Dogus Holding
Doğuş Holding is a leading conglomerate in Turkey, boasting a diverse portfolio of investments across various sectors. These include construction, real estate, tourism, energy, food & beverage production, automotive, retail, and media. The company also operates a large media portfolio, which includes television stations, radio channels, and online video / digital platforms, as well as publishing franchises of internationally recognized magazines like National Geographic and Vogue.
Media assets
Television: NTV, Star TV, Eurostar, TV8
Radio: NTV Radyo, Kral Muzik, Kral FM, Kral Pop Radio,
News portal: PuhuTV
State Media Matrix Typology
Ownership and governance
Doğuş Holding was founded in 1951 by Ayhan Şahenk, who built the company initially around construction. Following his death in 2001, his son Ferit F. Şahenk took over leadership and today serves as Chairman and Chief Executive Officer of the group. The Şahenk family continues to control nearly all of the media arm, with reports showing that they directly own over 99% of Doğuş Media Group. While some of the conglomerate’s subsidiaries in sectors like automotive and real estate are listed and partially publicly traded, the media division remains tightly held within the family.
Source of funding and budget
Doğuş Media relies primarily on advertising revenues to sustain its operations, though like other large conglomerates it also indirectly benefits from its parent company’s broad commercial interests. No detailed public financial breakdown exists for Doğuş Media specifically, making it difficult to assess the precise scale of its media revenues in 2024 or projected figures for 2025–2026.
Editorial independence
Editorial independence remains the most contested dimension of Doğuş Holding’s media operations. Since the early 2010s, its outlets have demonstrated a clear reluctance to challenge the government, reflecting the group’s strategy to safeguard its wider business interests in construction, real estate, and other lucrative sectors dependent on state contracts. This caution was most visible during the 2013 Gezi Park protests, when Doğuş-owned broadcasters, like other oligarch-controlled media outlets, refrained from covering mass demonstrations critical of the government.
Subsequent monitoring by international watchdogs, including Reporters Without Borders, has underscored the lack of pluralism in Turkey’s mainstream media landscape, where outlets owned by major conglomerates such as Doğuş are particularly susceptible to political influence. Local journalists interviewed in 2023 and 2024 reiterated that Doğuş outlets continue to avoid content critical of the government and follow editorial lines aligned with the priorities of ruling authorities.

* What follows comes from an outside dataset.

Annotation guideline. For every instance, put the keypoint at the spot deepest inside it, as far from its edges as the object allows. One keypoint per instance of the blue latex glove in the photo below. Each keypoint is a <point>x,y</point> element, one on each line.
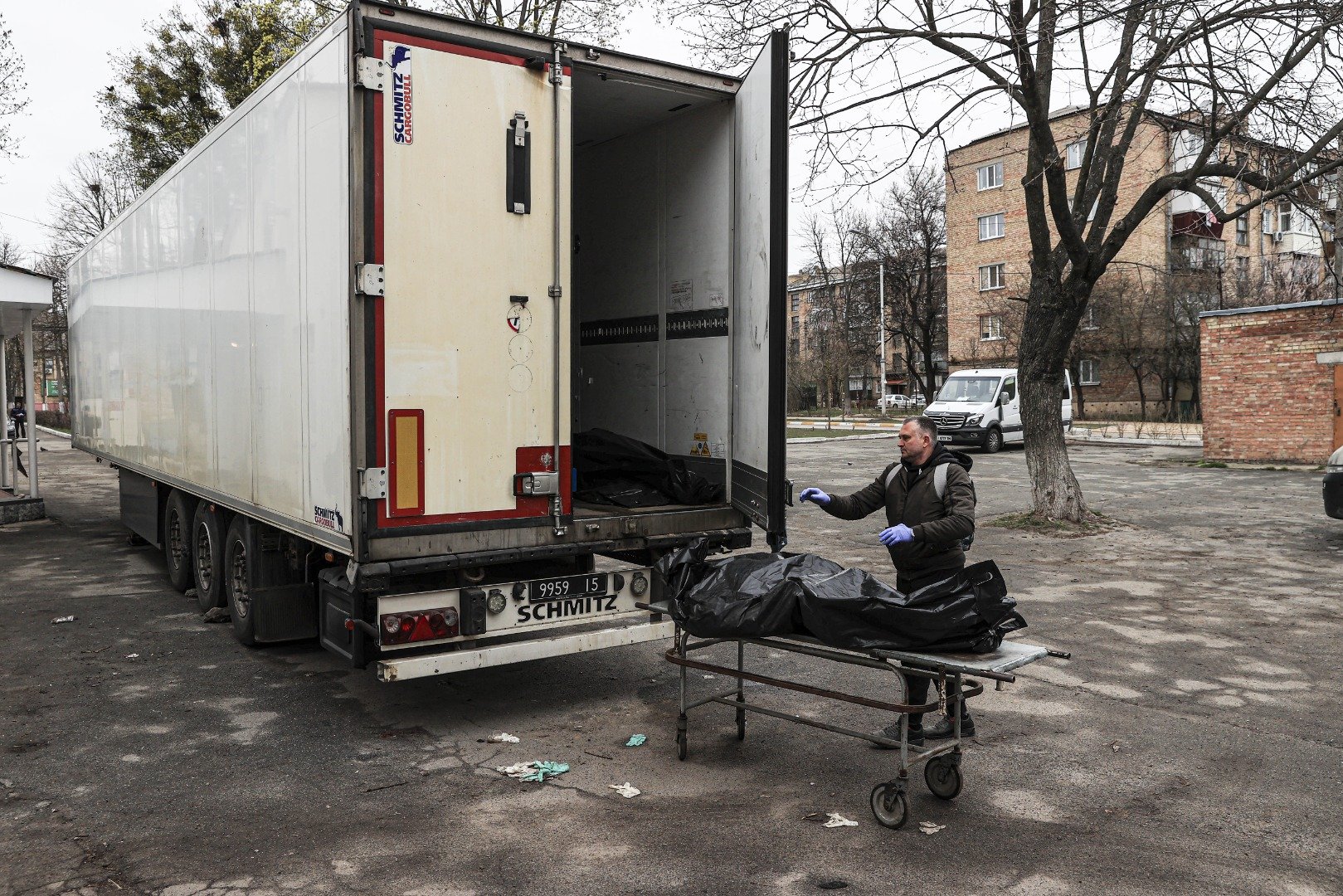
<point>896,535</point>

No formal statutes or independent oversight mechanisms were identified that guarantee editorial autonomy for Doğuş Holding’s media assets. In practice, editorial directives are often shaped by political and commercial pressures rather than professional standards of independence. Despite speculation in 2019 that the group might distance itself from the Erdoğan administration, no substantive changes in editorial policy were observed in the subsequent years, including the most recent research phase in 2025.